An 45 m deep abandoned borewell in the premises has been converted into a recharge
borewell by connecting the rooftop drains to it. Runoff from the terrace is passed through
a grating to filter it before passing into the borewell. Water from the some portion of
the terrace falls into an open pond in the front of the building, from where it overflows
to an underground water tank of 8500 litres capacity.
FIGURE 1: A view of the entire system
Openings of the municipal
stormwater drains within the area have been raised slightly above the ground level, so
that rainwater does not drain away, except in case of a heavy downpour (see figure 3 ). To
prevent water from flowing out of the campus through the gate, three soakaways have been
constructed in a trough under the front gate.

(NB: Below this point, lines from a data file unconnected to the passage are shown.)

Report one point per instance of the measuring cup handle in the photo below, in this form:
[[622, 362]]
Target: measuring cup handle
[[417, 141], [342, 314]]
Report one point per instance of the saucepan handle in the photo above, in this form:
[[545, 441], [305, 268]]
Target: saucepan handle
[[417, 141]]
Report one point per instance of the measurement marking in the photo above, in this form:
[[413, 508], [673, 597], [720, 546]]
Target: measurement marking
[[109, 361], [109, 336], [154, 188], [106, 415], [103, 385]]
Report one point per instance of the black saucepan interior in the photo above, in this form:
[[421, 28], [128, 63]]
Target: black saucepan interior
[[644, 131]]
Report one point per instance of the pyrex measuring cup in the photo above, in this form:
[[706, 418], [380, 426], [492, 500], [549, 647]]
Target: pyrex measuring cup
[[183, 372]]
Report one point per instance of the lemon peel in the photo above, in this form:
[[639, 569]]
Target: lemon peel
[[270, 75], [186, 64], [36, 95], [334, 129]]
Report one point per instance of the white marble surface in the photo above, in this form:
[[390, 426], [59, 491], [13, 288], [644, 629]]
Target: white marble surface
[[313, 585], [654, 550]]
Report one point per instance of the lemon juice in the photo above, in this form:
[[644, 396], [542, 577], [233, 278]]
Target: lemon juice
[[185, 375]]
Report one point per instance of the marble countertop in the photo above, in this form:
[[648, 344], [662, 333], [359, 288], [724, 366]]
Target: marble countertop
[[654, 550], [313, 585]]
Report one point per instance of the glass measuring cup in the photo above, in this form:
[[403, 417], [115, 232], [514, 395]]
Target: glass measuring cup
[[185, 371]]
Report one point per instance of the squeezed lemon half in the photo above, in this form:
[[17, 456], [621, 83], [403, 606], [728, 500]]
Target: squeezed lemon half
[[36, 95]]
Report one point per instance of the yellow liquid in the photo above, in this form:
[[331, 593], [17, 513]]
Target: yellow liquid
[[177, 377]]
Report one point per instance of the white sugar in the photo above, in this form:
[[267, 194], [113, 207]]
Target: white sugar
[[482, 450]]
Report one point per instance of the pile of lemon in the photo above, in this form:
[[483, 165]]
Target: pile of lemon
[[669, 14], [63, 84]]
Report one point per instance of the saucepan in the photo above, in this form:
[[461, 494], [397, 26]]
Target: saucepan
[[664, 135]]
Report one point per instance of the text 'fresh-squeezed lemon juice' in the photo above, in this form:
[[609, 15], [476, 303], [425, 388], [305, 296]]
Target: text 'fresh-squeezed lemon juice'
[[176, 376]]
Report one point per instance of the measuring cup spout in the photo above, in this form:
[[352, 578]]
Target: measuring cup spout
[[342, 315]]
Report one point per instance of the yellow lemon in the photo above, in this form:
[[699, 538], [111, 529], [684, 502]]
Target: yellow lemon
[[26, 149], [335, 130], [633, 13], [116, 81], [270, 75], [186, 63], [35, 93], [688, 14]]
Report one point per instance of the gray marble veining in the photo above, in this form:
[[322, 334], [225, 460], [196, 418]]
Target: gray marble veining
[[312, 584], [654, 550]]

2: Detail of recharge borewell
FIGURE 3: Storm drains raised to prevent water from draining
Because of the water harvesting system, only in case of an extraordinary downpour would
water flow out of the CSE campus and it is ensured that all the rainwater falling over the
building area is recharged or stored.
A rain gauge and water meters have been installed to monitor the rainfall and water-use
in the building. On 13 March 2000, a short rainstorm of 7.5 mm occuring over 32 minutes
was recorded, which effectively recharged about 4500 litres of water over the CSE area of
1000 sq m Although this quantity is not very large, it is interesting to note that this
small shower contributed an amount of water equal to about 6 days of drinking water
requirement of the entire 110-strong CSE staff at 10 litres per person per day.